For various reasons Trump’s veto was overridden by overwhelming bipartisan majorities. But what’s remarkable is what has happened since: The project to remove Confederate names is proceeding apace, and it’s not remotely controversial anymore. Trump lost this battle decisively — and no one noticed.

This week a commission established by Congress announced the completion of a report showing that removing Confederate names from places of honor in the military will cost $62 million, covering everything from changing signage and stationery to removing monuments.

That commission has recommended nine major Army posts be renamed for women and minorities who are historic figures with great significance to those installations’ local communities. Among these are Black Army officers who broke through military racial barriers.
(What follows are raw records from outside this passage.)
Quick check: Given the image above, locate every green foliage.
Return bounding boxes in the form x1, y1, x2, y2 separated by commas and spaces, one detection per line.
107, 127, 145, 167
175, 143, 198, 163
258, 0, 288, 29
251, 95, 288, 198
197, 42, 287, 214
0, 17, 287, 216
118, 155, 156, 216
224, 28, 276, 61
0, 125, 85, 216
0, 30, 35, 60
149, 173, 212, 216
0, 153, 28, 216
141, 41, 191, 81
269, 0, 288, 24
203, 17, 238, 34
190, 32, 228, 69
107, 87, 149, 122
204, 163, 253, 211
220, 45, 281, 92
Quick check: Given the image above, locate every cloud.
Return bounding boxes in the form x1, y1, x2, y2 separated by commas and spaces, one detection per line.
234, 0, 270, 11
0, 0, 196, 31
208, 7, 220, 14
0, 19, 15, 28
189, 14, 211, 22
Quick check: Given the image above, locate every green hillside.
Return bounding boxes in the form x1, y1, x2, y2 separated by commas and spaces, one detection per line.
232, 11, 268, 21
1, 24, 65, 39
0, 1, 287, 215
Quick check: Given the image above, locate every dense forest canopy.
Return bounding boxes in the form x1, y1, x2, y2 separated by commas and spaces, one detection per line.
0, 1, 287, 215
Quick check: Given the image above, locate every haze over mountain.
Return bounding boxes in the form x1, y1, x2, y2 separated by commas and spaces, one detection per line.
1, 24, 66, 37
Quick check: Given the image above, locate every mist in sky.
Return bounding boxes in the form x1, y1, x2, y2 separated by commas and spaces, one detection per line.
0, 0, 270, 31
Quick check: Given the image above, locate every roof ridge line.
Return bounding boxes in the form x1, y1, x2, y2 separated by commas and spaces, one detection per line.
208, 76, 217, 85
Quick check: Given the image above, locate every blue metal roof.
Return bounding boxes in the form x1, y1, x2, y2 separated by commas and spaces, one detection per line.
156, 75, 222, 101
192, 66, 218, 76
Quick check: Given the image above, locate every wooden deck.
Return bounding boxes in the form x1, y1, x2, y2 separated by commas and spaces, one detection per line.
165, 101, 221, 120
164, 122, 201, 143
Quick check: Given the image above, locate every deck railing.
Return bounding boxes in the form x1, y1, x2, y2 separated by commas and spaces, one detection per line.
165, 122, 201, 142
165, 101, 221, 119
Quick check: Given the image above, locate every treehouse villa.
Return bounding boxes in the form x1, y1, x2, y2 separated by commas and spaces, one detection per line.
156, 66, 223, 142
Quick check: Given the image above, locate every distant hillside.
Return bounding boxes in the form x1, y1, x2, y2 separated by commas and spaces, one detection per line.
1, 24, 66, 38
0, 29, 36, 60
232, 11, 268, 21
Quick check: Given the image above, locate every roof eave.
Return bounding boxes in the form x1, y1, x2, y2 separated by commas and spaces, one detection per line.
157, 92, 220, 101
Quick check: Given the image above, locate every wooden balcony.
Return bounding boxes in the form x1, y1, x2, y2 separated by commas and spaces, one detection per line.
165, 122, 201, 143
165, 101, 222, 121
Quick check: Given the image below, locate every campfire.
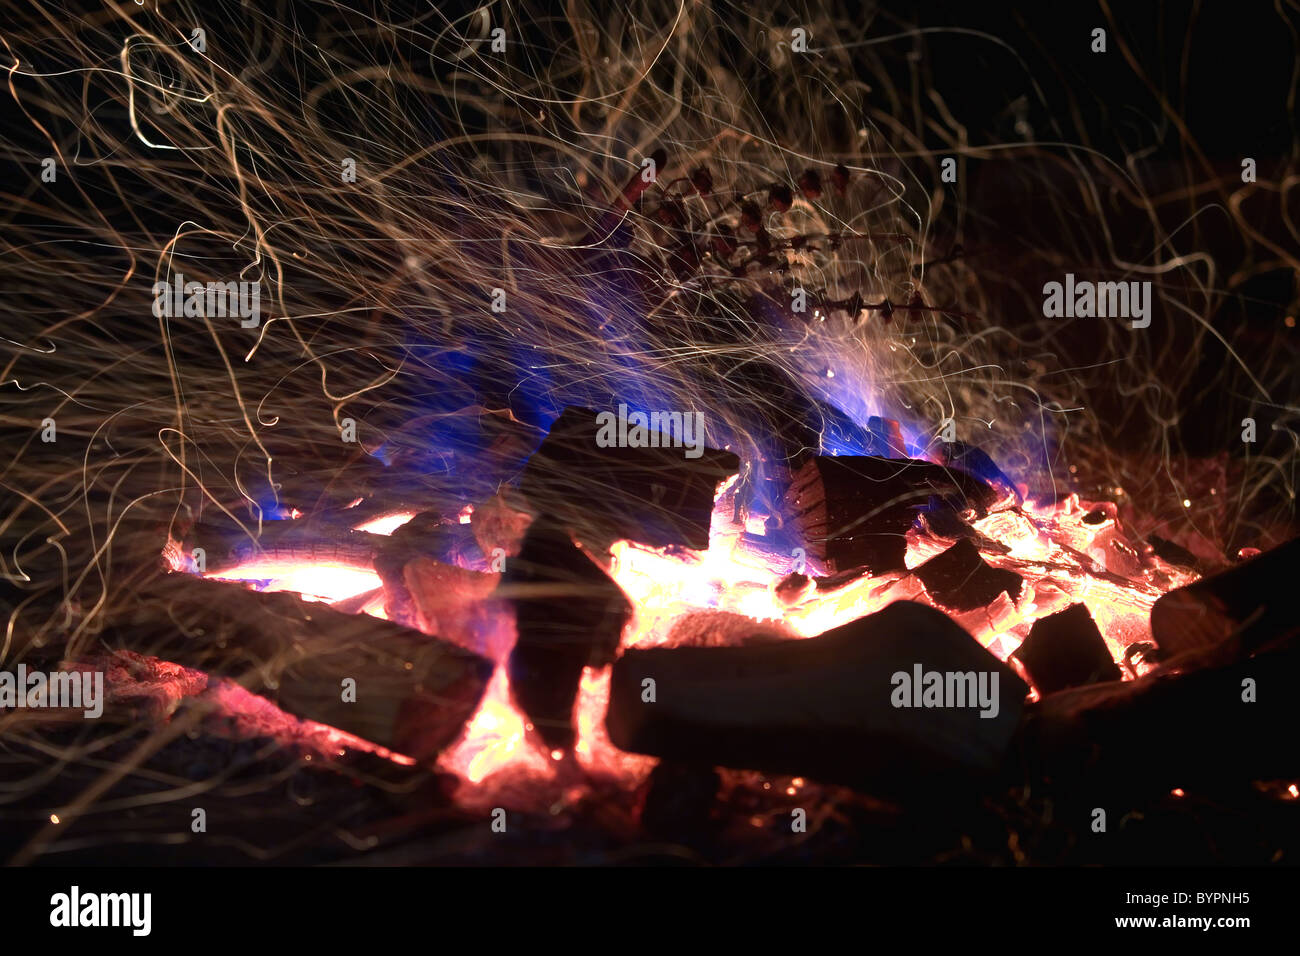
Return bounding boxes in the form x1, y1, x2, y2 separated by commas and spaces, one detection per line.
43, 403, 1295, 847
2, 0, 1297, 870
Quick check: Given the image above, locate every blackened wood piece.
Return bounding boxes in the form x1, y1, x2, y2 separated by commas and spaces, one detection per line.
520, 406, 739, 550
374, 512, 482, 627
917, 502, 1010, 554
1150, 536, 1300, 657
470, 491, 533, 560
938, 441, 1021, 505
501, 516, 631, 750
607, 600, 1027, 796
1144, 533, 1203, 572
184, 518, 384, 575
103, 573, 493, 762
1023, 635, 1300, 797
1012, 602, 1120, 694
914, 538, 1023, 612
784, 455, 996, 573
403, 558, 500, 651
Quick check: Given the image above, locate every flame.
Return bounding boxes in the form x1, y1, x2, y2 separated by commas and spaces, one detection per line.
208, 561, 381, 603
353, 511, 417, 535
438, 668, 554, 785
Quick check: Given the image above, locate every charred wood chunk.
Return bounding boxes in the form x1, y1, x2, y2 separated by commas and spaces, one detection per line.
917, 498, 1010, 554
104, 573, 492, 762
374, 511, 484, 626
470, 491, 534, 562
1150, 536, 1300, 658
607, 600, 1028, 796
404, 558, 501, 650
519, 406, 739, 551
914, 538, 1022, 612
1012, 602, 1119, 694
937, 440, 1021, 507
784, 455, 996, 573
501, 516, 631, 751
1025, 632, 1300, 797
1144, 533, 1203, 572
184, 517, 382, 576
723, 359, 827, 469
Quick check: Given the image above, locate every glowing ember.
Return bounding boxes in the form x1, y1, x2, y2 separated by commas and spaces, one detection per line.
438, 668, 554, 785
208, 561, 382, 603
353, 511, 418, 535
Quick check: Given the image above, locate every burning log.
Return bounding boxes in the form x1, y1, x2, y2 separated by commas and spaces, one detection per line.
403, 557, 500, 650
182, 517, 383, 575
470, 490, 534, 560
937, 440, 1021, 507
519, 406, 740, 551
500, 516, 631, 751
1149, 536, 1300, 658
783, 455, 996, 573
1022, 632, 1300, 797
102, 572, 493, 762
1144, 532, 1205, 572
1011, 602, 1120, 694
607, 600, 1028, 796
916, 502, 1010, 554
913, 538, 1023, 612
373, 511, 482, 627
The project now appears to be moving forward. But, notably, there’s almost no one left to object.

We forget this now, but Trump tried to make this question into a major battle in the culture wars, an existential test of whether the nation would succumb to the dark forces of political correctness.

Yet by doing that, Trump ended up pushing the country to take a firm stand — against his position. As long as almost nobody knew or cared who Braxton Bragg, Henry L. Benning, or John Bell Hood were, their names could be honored on military bases. A few names could be removed here or there without any sense of urgency.

But after Trump forced the issue, it could no longer continue under the radar. And no conservative could offer even a moderately persuasive argument for why U.S. soldiers should train and live at bases named for enemies of the United States who fought in support of one of the worst evils in human history.

Removing those names is a long overdue correction of an outright obscenity. But Trump seemed like the last Republican determined to keep the Confederate names on the bases.

One strange thing about this saga was how it combined Trump’s relentless race-baiting with his zeal for forcing the country into utterly needless social and political conflicts.

Trump seized on a number of key moments in our recent history to try to do this. But it probably intensified most prominently when Trump praised the “very fine people” on both sides after white supremacist rioting in Charlottesville, Va., in 2017.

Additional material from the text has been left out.